The visit came "ahead of the (Muslim fast month) of Ramadan and in light of reports of growing tension in Jerusalem", the Israeli foreign ministry said in a statement.
A royal palace statement said Abdullah told Lapid that Israel's "unilateral steps" in the holy city from accelerated Jewish settlement building to its attempts to change the legal status quo of the city undermined a two-state solution.
Israel regards all of Jerusalem as its “eternal and indivisible capital”. It annexed East Jerusalem, which includes the Old City, after the 1967 conflict, in a move that has not won international recognition.
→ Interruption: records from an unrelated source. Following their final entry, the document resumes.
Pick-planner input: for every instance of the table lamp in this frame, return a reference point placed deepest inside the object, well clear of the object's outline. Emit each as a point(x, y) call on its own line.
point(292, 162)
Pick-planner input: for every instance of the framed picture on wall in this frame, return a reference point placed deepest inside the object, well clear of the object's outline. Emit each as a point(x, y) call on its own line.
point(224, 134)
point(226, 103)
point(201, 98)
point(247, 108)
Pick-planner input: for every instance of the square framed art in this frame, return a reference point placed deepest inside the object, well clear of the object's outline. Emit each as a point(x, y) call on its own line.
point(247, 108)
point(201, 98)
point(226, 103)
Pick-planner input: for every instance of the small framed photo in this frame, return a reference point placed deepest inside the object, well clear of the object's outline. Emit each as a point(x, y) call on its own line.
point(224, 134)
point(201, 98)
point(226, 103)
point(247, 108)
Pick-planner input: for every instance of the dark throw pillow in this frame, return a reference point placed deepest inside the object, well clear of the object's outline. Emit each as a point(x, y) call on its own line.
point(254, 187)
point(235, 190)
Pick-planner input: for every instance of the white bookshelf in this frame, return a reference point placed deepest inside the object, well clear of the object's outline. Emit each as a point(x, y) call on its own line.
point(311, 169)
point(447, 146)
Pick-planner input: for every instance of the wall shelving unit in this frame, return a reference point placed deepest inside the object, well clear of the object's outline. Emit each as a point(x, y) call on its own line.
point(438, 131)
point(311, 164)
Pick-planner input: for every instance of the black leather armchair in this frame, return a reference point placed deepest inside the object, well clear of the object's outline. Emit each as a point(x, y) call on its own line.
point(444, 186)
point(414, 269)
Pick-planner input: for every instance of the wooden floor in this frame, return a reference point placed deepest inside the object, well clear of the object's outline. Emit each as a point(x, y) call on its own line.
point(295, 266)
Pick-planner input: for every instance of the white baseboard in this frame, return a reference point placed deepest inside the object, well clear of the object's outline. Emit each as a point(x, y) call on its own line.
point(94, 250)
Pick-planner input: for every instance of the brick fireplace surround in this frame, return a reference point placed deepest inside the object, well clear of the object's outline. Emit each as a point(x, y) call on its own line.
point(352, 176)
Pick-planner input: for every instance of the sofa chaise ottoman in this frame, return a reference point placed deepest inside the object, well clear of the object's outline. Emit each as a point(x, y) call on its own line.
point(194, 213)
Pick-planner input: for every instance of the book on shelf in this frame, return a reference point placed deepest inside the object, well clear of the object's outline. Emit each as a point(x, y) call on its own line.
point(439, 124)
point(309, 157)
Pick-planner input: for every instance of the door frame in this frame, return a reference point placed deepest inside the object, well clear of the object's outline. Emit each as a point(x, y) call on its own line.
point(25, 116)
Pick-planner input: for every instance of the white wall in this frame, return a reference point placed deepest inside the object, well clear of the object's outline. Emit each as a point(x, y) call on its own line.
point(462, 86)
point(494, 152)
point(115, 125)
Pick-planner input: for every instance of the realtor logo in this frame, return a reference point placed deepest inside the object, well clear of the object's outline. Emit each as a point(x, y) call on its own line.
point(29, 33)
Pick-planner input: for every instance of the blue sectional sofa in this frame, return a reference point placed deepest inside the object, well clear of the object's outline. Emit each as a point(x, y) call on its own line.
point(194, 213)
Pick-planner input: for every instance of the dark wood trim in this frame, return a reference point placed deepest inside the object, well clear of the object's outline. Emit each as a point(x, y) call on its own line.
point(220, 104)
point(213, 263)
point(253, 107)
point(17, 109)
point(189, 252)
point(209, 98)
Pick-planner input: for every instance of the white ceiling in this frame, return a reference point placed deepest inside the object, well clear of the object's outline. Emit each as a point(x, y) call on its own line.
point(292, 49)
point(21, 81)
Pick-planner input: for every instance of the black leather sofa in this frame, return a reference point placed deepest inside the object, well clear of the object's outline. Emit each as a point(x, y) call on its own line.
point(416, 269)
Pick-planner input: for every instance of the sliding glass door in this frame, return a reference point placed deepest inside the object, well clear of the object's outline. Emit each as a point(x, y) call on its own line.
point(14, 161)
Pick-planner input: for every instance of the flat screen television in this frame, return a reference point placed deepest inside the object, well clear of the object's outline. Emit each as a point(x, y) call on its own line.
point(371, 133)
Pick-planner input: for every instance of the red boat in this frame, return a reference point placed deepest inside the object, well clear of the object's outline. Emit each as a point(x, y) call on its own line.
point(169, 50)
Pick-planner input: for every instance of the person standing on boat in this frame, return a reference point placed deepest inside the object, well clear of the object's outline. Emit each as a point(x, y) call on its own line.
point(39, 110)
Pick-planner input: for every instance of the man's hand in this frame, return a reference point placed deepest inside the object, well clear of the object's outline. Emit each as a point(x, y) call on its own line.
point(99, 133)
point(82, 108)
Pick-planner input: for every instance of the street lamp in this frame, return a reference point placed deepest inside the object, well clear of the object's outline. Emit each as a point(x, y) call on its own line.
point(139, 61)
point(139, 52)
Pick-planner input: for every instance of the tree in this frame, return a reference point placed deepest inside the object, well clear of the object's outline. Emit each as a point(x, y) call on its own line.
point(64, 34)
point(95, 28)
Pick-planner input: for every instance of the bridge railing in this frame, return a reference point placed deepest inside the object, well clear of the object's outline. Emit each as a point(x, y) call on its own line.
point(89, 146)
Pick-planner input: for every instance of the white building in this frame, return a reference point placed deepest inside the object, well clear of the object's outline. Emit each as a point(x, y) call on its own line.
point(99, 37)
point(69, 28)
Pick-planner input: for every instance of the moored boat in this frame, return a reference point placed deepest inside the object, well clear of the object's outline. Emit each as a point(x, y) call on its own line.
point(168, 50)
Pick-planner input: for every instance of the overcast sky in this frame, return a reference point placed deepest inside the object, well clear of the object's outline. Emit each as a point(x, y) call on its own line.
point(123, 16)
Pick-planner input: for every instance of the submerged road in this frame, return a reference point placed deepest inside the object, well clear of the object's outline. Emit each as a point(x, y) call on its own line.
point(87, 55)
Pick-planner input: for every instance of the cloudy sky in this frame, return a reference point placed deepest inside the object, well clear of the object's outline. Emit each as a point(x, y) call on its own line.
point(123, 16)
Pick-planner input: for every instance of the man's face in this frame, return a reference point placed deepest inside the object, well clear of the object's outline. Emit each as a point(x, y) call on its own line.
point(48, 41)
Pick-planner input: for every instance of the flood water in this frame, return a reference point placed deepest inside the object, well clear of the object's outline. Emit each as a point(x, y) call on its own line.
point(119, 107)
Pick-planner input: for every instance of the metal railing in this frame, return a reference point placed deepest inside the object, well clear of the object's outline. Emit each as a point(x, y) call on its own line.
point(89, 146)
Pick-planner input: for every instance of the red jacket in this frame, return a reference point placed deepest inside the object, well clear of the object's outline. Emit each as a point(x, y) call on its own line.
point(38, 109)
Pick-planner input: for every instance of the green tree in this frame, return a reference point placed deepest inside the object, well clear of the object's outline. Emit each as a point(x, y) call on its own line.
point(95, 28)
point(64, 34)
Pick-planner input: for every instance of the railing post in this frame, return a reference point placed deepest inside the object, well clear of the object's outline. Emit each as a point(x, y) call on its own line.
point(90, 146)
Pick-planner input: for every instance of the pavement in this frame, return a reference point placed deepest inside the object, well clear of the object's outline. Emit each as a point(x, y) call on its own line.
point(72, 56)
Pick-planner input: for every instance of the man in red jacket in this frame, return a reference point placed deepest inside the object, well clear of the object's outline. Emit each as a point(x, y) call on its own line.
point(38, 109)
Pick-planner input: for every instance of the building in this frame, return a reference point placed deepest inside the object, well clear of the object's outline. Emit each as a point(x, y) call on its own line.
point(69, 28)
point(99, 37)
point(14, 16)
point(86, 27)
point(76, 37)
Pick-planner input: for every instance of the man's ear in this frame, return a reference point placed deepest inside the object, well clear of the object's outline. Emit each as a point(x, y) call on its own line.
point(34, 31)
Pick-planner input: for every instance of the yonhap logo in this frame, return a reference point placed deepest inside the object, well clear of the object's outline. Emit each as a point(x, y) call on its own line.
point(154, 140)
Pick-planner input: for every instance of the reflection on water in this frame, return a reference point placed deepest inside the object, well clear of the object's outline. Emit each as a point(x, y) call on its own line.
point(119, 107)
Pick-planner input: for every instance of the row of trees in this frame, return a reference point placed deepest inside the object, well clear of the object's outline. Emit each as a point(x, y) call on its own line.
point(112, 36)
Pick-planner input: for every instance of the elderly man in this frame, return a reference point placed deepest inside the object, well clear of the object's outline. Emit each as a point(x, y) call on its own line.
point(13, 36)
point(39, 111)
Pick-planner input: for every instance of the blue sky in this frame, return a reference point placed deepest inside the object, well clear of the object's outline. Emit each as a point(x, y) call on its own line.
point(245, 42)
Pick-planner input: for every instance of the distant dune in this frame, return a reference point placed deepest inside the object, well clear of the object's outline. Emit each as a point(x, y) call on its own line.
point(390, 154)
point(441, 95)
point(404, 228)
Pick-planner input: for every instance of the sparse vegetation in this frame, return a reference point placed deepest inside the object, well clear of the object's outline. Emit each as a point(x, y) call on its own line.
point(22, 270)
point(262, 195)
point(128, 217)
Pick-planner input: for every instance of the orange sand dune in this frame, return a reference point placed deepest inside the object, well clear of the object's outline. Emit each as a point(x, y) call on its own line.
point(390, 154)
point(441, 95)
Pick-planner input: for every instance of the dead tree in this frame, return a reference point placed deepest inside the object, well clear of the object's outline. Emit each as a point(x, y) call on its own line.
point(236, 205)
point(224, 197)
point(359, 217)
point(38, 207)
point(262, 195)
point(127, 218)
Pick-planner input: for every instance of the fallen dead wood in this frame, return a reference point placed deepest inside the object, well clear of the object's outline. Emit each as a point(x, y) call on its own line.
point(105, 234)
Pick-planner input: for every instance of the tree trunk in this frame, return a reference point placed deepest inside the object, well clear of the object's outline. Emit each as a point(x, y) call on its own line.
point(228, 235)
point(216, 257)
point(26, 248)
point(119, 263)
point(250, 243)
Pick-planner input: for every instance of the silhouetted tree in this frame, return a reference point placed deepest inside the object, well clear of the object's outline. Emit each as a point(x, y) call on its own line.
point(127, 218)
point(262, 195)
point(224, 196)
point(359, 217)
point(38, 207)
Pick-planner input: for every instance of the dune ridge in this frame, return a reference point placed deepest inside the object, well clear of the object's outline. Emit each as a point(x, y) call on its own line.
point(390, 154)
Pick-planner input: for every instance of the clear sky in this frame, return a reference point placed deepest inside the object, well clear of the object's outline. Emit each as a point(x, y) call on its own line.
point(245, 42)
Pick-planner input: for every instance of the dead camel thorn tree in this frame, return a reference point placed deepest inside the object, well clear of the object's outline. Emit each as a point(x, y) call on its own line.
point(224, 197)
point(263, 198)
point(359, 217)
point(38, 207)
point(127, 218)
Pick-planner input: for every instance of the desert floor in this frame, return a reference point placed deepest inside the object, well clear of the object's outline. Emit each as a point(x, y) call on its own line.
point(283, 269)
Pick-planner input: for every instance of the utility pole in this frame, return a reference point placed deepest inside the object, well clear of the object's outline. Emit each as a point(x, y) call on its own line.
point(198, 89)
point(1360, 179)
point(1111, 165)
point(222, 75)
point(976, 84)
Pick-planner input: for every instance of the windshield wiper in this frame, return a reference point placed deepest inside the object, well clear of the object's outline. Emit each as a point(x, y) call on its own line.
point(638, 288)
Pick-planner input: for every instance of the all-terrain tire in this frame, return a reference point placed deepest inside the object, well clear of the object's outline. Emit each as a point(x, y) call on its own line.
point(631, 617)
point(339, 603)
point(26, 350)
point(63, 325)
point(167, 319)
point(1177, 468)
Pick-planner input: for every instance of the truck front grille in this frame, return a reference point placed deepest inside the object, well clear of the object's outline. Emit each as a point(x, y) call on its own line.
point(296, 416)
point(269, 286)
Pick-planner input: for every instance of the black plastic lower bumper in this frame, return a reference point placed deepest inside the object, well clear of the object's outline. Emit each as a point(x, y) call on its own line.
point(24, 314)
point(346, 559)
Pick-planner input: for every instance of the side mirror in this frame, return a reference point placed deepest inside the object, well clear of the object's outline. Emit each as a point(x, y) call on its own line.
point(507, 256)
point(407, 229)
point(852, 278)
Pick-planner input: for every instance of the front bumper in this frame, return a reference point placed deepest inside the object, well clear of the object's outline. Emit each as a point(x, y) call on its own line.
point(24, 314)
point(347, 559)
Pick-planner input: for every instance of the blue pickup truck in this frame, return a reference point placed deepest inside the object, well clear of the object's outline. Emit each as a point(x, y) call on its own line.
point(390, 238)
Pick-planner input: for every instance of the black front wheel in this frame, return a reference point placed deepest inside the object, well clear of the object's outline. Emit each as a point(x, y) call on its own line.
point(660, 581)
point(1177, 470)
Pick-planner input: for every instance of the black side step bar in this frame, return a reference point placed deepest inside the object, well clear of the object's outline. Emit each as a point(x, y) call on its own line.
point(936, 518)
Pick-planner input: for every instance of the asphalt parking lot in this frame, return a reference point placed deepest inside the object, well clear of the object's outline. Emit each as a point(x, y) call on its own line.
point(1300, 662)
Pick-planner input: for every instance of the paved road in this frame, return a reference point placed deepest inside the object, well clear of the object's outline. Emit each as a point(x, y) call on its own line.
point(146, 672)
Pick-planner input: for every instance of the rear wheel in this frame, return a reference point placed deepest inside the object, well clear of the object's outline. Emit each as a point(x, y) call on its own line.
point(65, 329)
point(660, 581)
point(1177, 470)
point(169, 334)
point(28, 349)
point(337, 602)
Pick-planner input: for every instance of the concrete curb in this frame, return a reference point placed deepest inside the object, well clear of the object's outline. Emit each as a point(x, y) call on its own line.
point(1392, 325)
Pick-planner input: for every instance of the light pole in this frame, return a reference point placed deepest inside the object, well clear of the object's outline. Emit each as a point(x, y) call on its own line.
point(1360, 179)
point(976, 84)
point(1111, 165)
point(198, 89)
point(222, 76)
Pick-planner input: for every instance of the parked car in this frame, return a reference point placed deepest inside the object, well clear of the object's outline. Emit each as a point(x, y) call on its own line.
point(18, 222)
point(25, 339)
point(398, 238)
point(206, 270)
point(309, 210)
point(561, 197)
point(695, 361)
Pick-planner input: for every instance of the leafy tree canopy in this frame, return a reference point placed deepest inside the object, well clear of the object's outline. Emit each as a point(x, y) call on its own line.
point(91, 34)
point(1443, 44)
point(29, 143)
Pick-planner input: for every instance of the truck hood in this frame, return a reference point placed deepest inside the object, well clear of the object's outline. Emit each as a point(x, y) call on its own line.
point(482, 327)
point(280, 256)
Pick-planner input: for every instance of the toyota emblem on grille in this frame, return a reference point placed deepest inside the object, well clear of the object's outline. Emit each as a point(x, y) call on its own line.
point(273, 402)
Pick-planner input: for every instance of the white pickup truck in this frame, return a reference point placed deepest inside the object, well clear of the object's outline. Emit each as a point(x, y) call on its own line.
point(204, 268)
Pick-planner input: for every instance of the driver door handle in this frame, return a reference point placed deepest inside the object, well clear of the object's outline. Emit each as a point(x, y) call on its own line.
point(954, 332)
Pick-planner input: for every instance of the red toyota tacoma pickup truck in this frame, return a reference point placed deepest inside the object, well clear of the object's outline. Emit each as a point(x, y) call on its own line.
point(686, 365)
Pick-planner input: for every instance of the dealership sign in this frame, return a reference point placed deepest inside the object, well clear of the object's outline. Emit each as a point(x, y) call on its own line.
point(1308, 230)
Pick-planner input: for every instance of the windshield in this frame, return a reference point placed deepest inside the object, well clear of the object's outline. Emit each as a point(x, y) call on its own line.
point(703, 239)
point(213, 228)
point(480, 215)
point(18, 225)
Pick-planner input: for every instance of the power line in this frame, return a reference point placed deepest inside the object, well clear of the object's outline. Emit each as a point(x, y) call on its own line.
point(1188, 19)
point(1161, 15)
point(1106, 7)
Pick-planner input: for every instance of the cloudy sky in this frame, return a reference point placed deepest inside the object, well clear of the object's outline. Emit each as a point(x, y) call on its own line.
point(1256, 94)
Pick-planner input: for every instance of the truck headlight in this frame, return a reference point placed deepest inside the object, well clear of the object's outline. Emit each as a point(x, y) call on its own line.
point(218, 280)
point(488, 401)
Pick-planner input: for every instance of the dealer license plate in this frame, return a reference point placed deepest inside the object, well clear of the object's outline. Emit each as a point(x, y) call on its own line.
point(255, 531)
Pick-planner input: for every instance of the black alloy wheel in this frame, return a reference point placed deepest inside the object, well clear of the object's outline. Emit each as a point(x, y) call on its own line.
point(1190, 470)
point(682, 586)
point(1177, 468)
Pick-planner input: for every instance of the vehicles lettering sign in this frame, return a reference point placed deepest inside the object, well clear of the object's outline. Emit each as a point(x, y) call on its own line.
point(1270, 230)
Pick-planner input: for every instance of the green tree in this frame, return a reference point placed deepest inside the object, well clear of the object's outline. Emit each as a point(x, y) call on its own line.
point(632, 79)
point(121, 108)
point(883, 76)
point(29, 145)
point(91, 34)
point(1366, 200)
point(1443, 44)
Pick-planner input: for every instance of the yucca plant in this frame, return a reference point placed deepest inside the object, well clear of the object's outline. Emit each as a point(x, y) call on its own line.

Abdullah pushed for a resumption of stalled Israeli-Palestinian peace talks to resolve the decades old conflict with the goal of setting up an independent Palestinian state that co-exists alongside Israel, the palace statement said
Israeli police confrontations with Palestinians during Ramadan last year helped stoke a May war in Gaza.
Ramadan next month coincides with Judaism's Passover festival and Christian Easter. Jerusalem is holy to all three faiths. Jordan is the custodian of al Aqsa, a major mosque in Jerusalem's Old City.
The Israeli foreign ministry quoted Lapid as saying that he and Abdullah "agreed that we must work together to calm tension and promote understandings."
Jordan’s Hashemite ruling family is the custodian of the Muslim and Christian holy sites in East Jerusalem.